The Google backlash at HIMSS

The news at HIMSS was not the presence of Google or Microsoft. It was the demand for open standards and interoperability.

View of HIMSS show floor showing empty Cerner boothThe gang at Modern Healthcare Online detected a notable backlash against Google during this week's HIMSS show.

There was a "Little Red Hen" feeling about the complaints, an impression that hospitals have spent 40 years preparing this automation bill of fare but now the Googlers were going to swoop in and eat it.

Microsoft also came in for criticism, for similar reasons, although the story made clear this is less-justified. After all, Microsoft has done its homework in the space, made strategic acquisitions, and had CEO Steve Ballmer keynote last year.

I have to wonder, however, how much of this is real, and how much of this is the creation of mainstream vendors like Cerner, which were totally unprepared to handle new demands for open standards and interoperability.

One of my own favorite talking points, while attending the show, was to point out how the Cerner booth was mainly a vast expanse of empty carpet. (Cerner is the gold swath on the left in the picture above, which admittedly was taken when the show floor was closed.)

I have seen this movie many times, in many industries. Incumbents resent losing their customers to new market entrants. But if their response is nothing but rhetoric, they wake up a year or two later and all their customers are gone.

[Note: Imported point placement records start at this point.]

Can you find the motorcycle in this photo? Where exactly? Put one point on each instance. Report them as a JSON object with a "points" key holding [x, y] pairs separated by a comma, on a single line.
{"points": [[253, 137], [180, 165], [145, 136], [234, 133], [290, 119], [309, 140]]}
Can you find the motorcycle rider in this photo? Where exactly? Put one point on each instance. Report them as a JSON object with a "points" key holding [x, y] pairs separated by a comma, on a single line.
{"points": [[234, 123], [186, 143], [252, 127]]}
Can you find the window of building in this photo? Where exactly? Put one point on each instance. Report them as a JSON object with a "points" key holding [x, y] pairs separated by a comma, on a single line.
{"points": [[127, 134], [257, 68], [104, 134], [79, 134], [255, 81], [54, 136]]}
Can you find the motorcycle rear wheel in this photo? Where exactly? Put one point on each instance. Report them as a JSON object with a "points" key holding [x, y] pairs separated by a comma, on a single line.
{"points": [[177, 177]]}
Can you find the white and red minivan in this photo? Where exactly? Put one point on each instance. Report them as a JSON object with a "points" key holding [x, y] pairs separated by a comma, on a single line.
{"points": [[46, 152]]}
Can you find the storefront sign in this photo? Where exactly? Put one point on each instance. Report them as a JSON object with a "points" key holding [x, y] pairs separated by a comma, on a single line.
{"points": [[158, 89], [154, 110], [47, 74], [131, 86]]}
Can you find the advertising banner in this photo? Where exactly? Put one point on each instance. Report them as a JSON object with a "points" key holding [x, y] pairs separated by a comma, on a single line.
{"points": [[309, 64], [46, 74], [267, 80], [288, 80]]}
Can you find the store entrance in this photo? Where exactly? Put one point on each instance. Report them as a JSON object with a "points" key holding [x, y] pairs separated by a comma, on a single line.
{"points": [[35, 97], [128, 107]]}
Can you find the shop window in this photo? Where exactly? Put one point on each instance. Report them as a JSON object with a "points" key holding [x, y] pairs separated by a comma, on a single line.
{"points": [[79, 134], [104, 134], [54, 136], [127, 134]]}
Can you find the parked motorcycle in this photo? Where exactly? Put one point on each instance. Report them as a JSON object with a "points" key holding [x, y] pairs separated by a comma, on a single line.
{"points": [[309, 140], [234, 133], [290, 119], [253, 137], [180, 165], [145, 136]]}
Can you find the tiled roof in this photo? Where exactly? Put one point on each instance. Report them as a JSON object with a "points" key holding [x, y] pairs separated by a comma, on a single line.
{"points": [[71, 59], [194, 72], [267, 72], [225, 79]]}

The news at HIMSS was not the presence of Google or Microsoft. It was the demand for open standards and interoperability.

It's a demand most vendors are responding to, at least rhetorically. McKesson's new software runs Linux. Siemens is pushing the HIMSS board in the right direction. IBM is growing in this space almost as fast as Microsoft.

Vendors who respond to this market demand will prosper. Those who don't deserve to fail.